Dataset construction, loss definition (MSE), and computing gradients for training

A small toy dataset of input vectors and scalar targets is created to demonstrate supervised learning with the MLP.

Loss and training:

  • Run the MLP on each example to produce predictions.
  • Define mean squared error (MSE) as the average squared difference between predictions and targets, producing a single scalar loss.
  • Calling loss.backward() populates gradients for all parameter Values across the examples because the loss graph chains back through each forward evaluation.

Use of gradients:

  • Inspecting parameter .grad values indicates whether increasing a weight will increase or decrease the loss and thus guides updates.

Parameter update loop, learning rate selection, and iterative optimization

A training loop repeatedly:

  1. Performs forward passes to compute predictions.
  2. Computes the scalar loss (MSE).
  3. Calls .backward() to populate gradients.
  4. Updates parameters by subtracting lr * grad for each parameter.

Observations:

  • Different learning rates affect convergence speed and stability: too small = slow progress; too large = instability or exploding loss.
  • The shown process is basic stochastic gradient descent (SGD) with full-batch updates in the toy example, and it generalizes to mini-batches and more advanced optimizers.

Repeated forward-backward-update cycles progressively reduce loss and improve predictions on the toy task.
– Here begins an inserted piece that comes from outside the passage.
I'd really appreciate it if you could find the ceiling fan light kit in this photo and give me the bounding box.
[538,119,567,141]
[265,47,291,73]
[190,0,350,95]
Zeroing gradients across iterations and consequences of forgetting to zero

Gradients must be reset to zero prior to each backward pass because .grad updates accumulate via +=.

Pitfall:

  • Forgetting to zero gradients causes accumulation across iterations and scales updates unpredictably, producing incorrect or unstable training dynamics.

Fix:

  • Iterate over parameters and set p.grad = 0 before calling backward() each iteration.

This mirrors standard practice in production frameworks and is essential for correct iterative optimization.


Comparison with PyTorch implementation details and registering custom ops

Compare micrograd’s scalar Value abstraction to production tensors (e.g., PyTorch):

Comparative points:

  • PyTorch generalizes the same autograd ideas to n-dimensional tensors for parallel, efficient CPU/GPU computation and exposes similar data and grad attributes and a backward API.
  • The lecture inspects where tanh backward is implemented in PyTorch’s C++/CUDA kernels and shows how to register custom ops by providing forward and backward implementations that match micrograd’s conceptual contract.

Conclusion:

  • Micrograd’s small, explicit design scales conceptually to production libraries, while production code adds complexity for device support, datatypes, and performance engineering.

Summary of principles: expressions, loss, backprop, and gradient descent

Recap and pipeline summary:

Core ideas:

  • Neural networks are mathematical expressions parameterized by weights mapping inputs to outputs; a scalar loss measures performance and is minimized via gradient-based updates.
  • Backpropagation (reverse-mode differentiation) computes exact derivatives of the loss with respect to all parameters by chaining local derivatives at each operation.
  • The micrograd implementation contains the mathematical essentials of larger frameworks; the remaining differences are engineering for tensors, devices, and scale.

End-to-end pipeline:

  1. Define model.
  2. Compute forward pass (predictions).
  3. Compute scalar loss.
  4. Backpropagate gradients via .backward().
  5. Update parameters (parameter -= lr * grad).
  6. Iterate.

This ties together the lecture: the tiny engine exposes every moving part so the learner understands both theory and practice before moving to production systems.